On the night of March 4, as President Trump delivered a Joint Address to Congress, Rep. Green interrupted him twice. Rep. Green shouted, “You don’t have a mandate to cut Medicare, and you need to raise the cap on social security,” to President Trump. In another rare event, Rep. Green was escorted off the House floor by security shortly after yelling at the President by order of GOP House Speaker Mike Johnson. Over the last four years, members of Congress have yelled at President Biden during the State of the Union. Georgia Republican Marjorie Taylor-Greene was joined by Republican Rep. Lauren Bobert (R-CO) in 2022 in yelling at President Biden. In 2023, Rep. Greene, Rep. Bob Good (R-VA), and Rep. Lisa McClain (R-MI) yelled at Biden, interrupting his speech. In 2024, wearing a red MAGA hat, a violation of the rules of the U.S. House, Greene interrupted Biden again. She was never censured for her behavior. Rep. Green voted “present” on his censure and was joined by freshman Democrat Congressman Shomari Figures of Alabama who also voted “present”.

All other members of the Congressional Black Caucus voted against censuring Green. Republicans hold a four-seat advantage in the U.S. House after the death of Texas Democrat and former Houston Mayor Sylvester Turner yesterday. Ten Democrats voted along with Republicans to censure Rep. Green, including Rep.

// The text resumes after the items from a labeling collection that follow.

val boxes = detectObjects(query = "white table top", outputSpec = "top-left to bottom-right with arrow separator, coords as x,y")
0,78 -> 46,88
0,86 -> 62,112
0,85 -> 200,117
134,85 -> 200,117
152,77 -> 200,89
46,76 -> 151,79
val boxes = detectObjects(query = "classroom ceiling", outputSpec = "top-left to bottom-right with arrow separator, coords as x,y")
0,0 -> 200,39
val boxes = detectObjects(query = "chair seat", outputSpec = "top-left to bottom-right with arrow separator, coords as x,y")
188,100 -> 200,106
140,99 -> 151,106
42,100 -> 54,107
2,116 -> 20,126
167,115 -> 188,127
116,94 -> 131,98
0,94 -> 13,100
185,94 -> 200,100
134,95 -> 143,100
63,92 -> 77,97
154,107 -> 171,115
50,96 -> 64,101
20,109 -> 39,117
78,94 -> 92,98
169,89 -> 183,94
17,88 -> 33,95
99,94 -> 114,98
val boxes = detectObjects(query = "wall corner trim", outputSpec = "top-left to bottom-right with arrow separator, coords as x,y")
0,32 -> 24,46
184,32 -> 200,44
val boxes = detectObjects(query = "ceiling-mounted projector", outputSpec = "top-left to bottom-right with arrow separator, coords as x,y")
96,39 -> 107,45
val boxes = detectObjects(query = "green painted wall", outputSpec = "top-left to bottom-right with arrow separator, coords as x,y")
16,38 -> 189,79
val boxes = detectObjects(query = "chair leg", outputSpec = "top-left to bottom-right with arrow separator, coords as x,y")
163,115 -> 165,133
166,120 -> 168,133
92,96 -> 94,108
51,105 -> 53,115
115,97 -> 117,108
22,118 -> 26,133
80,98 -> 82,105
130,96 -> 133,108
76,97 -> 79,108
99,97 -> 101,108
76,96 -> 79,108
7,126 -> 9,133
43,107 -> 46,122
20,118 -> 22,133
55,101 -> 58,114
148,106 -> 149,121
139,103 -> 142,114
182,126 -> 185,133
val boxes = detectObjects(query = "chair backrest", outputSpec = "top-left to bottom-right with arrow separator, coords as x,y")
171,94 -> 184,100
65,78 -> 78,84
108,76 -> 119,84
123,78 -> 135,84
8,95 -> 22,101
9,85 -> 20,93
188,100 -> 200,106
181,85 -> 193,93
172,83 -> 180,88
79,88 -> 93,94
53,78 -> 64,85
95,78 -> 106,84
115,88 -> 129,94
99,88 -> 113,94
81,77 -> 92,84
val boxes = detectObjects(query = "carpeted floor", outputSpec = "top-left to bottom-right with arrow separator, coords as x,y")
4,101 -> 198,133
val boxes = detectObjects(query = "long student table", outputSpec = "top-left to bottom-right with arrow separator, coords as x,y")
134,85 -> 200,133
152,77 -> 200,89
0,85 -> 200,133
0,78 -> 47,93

Jim Himes of Connecticut, who is in the leadership as the senior Democrat on the House Intelligence Committee. “I respect them but, I would do it again,” and “it is a matter of conscience,” Rep. Green told Black Press USA’s April Ryan in an exclusive interview on March 5. After the vote, a group of Democrats sang “We Shall Overcome” in the well at the front of the House chamber. Several Republican members attempted to shout down the singing. House Speaker Mike Johnson gaveled the House out of session and into a recess. During the brief recess members moved back to their seats and out of the well of the House. Shortly after the vote to censor Rep. Green, Republican Congressman Andy Ogles of Tennessee quickly filed legislation to punish members who participated in the singing of “We Shall Overcome.” Earlier this year, Rep. Ogles filed legislation to allow President Donald Trump to serve a third term, which is currently unconstitutional. As the debate started, the stock market dove down over one-point hours from close. The jobs report will be made public tomorrow.